34 Regression models: multiple predictors

So far, we fitted regressions with a single predictor, like the following Gaussian model of reaction times from Chapter 27 using the data from Tucker et al. (2019):

\[ \begin{aligned} RT_i & \sim Gaussian(\mu_i, \sigma)\\ \mu_i & = \beta_0 + \beta_1 \cdot w_i\\ \end{aligned} \]

The categorical predictor \(W\) (IsWord in the data) has two levels (TRUE and FALSE), so there is one intercept and one coefficient for the dummy variable \(w_i\): \(\beta_0\) and \(\beta_1\). In most context, however, you will want to investigate the effects of more than one predictor. Regression models can be fit with multiple predictors. Traditionally, regression models with a single predictor were called “simple regression” and models with more than one “multiple regression”, but it doesn’t make sense to have a specific name: they are all regression models. In this chapter, we will discuss regression models with two categorical predictors.

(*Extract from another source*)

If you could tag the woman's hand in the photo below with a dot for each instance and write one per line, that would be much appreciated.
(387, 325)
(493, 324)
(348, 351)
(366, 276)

34.1 Two categorical predictors

To illustrate how to fit and interpret models with two categorical predictors, we will use the winter2012/polite.csv data from Winter and Grawunder (2012). The data contains several acoustic measures from the speech of Korean speakers. The participants of the study were asked to make a request imagining they were speaking either to a friend or to someone of higher status, thus producing speech in both an informal and polite condition, respectively. This is coded in the attitude column of the polite data, which we read in the code below.

polite <- read_csv("data/winter2012/polite.csv")
polite

The polite data also contains information about the gender of the participant: in the data there are female and male participants. In this chapter we will model the mean fundamental frequency (f0) of each utterance depending on gender and attitude. The data contains some missing f0 data, so we filter it out first.

polite_filt <- polite |> 
  drop_na(f0mn)

Now let’s plot mean f0 by gender and attitude. We can achieve this by using a jitter plot by gender, with coloured points by attitude. Figure 34.1 shows this plot. However, the plot is not very legible because the points for informal and polite attitude are on the same vertical axis.

polite_filt |> 
  ggplot(aes(gender, f0mn, colour = attitude)) +
  geom_jitter()

Figure 34.1: Mean f0 by gender and attitude.

We can improve the plot by “dodging” the jitter for informal and polite attitude with the position argument in geom_jitter(). The argument takes one of the position functions: here we want position_jitterdodge(), used to dodge the jitter geometry. The dodge.width argument sets how far apart the jitters should be (the width of the dodging). Figure 34.2 is clearer, now that the jitters are dodged.

polite_filt |> 
  ggplot(aes(gender, f0mn, colour = attitude)) +
  geom_jitter(position = position_jitterdodge(dodge.width = 1))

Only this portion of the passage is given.